OK, breaking all of the rules of photography but this is the way it was with the sun (yes, the sun) shining through the trees.
Just to prove that it was a blue sky day. This shot is looking west-ish with the Kit Hill stack visible in the distance.
More trees and another spoil heap. It takes more than a little imagination to strip away the trees and envision how barren it must have been when the mines were working at full capacity.
Oooh look, another spoil heap through the trees. This one was associated with Wheal Maria and, given how sparse the vegetation is on it, it contains a fair bit of arsenic.
It wouldn't be one of our walks without the opportunity to paddle in puddles or slosh in mud. But, to be fair, there wasn't much of it to content with. What there was seemed to be full of early frog's spawn.
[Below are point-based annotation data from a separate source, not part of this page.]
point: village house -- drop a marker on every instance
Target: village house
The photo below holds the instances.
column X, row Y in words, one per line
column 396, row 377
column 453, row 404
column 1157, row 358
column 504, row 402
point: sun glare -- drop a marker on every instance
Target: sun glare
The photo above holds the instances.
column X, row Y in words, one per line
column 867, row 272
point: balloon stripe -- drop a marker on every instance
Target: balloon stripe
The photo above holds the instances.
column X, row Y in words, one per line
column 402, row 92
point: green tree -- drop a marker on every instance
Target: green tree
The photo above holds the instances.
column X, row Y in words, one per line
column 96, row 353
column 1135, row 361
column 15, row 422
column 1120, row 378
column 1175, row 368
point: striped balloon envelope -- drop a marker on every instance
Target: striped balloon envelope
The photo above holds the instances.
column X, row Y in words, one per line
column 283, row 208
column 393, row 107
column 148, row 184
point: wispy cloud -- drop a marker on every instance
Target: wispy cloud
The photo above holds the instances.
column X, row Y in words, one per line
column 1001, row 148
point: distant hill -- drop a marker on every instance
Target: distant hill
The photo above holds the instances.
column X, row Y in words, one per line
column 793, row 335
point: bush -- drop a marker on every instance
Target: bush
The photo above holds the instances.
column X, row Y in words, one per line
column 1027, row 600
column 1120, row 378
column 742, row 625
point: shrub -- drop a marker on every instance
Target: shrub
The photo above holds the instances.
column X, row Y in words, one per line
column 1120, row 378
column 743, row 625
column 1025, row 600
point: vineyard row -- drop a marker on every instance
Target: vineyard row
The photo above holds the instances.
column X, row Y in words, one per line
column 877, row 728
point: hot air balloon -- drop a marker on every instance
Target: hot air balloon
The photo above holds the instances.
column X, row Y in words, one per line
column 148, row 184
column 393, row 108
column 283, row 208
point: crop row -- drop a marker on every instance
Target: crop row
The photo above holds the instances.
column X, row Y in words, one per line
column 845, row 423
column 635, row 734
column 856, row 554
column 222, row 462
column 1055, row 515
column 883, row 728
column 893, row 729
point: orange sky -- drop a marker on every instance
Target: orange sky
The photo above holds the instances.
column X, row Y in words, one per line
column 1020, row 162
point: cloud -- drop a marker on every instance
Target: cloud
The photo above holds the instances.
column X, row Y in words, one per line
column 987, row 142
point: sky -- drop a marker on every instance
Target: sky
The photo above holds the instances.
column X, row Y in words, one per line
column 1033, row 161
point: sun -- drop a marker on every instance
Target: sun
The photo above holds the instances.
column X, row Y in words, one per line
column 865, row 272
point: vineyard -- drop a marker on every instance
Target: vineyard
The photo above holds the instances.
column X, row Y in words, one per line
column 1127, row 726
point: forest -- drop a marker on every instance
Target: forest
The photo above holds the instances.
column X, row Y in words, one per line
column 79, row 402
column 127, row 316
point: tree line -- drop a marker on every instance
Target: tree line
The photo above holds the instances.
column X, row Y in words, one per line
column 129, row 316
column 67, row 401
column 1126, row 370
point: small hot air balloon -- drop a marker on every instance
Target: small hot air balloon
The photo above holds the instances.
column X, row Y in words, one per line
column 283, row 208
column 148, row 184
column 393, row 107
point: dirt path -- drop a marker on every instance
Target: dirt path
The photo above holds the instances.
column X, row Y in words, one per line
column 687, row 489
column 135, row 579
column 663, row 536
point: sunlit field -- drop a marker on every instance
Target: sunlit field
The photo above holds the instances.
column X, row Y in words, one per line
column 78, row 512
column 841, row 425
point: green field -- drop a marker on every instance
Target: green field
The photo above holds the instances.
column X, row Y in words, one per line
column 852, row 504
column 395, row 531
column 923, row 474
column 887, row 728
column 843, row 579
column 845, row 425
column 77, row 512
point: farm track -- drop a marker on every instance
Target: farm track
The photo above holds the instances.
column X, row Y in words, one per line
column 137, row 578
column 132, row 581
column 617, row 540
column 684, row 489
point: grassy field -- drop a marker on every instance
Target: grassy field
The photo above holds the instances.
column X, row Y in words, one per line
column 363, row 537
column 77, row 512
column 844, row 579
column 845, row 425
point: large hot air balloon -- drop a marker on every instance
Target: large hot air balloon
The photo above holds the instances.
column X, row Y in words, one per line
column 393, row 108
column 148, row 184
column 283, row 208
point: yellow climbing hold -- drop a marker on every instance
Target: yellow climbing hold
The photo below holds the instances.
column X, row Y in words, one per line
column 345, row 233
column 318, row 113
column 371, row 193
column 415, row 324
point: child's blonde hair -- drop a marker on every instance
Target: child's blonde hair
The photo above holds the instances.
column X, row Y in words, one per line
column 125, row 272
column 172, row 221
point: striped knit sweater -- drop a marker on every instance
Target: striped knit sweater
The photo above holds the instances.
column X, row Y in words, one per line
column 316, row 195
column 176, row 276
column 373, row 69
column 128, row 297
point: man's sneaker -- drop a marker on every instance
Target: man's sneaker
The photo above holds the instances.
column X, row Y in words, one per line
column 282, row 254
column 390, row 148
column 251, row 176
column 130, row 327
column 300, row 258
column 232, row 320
Hopefully, the attrition rate of this lot will not be too high despite being laid rather early in the season.
Nearby, distributed on old tree stumps, were clumps of a mucilaginous substance. I think this is 'star jelly' which is, to be indelicate, 'regurgitated frog spawn'. It could be from birds or, even, mammals. I don't think it's a fungus of some sort as most of it was still nucleated.
This complex dates from the early 20th century and was used for arsenic production from Wheal Anna Maria. It apparently closed in 1925 after a life of around 5 years. The ore was crushed and roasted in two Brunton calciners. The arsenic rich gases were conducted by the hot flue in the foreground to a labyrinth condensing flue where the arsenic was condensed and deposited to be dug out. It then went through a second stage of purification by roasting and condensing before being ground to a fine white powder. The arsenic trioxide that was produced is very toxic and was mainly used as an insecticide.
The circular structure in the foreground is what remains of a Brunton Calciner which was, in very simple terms, a large oven for roasting ore.
Despite this rather ominous sign, you can still get up really closer to the structures in the complex. Probably not the best place to stop for our lunch but we would have if there had been somewhere suitable to sit.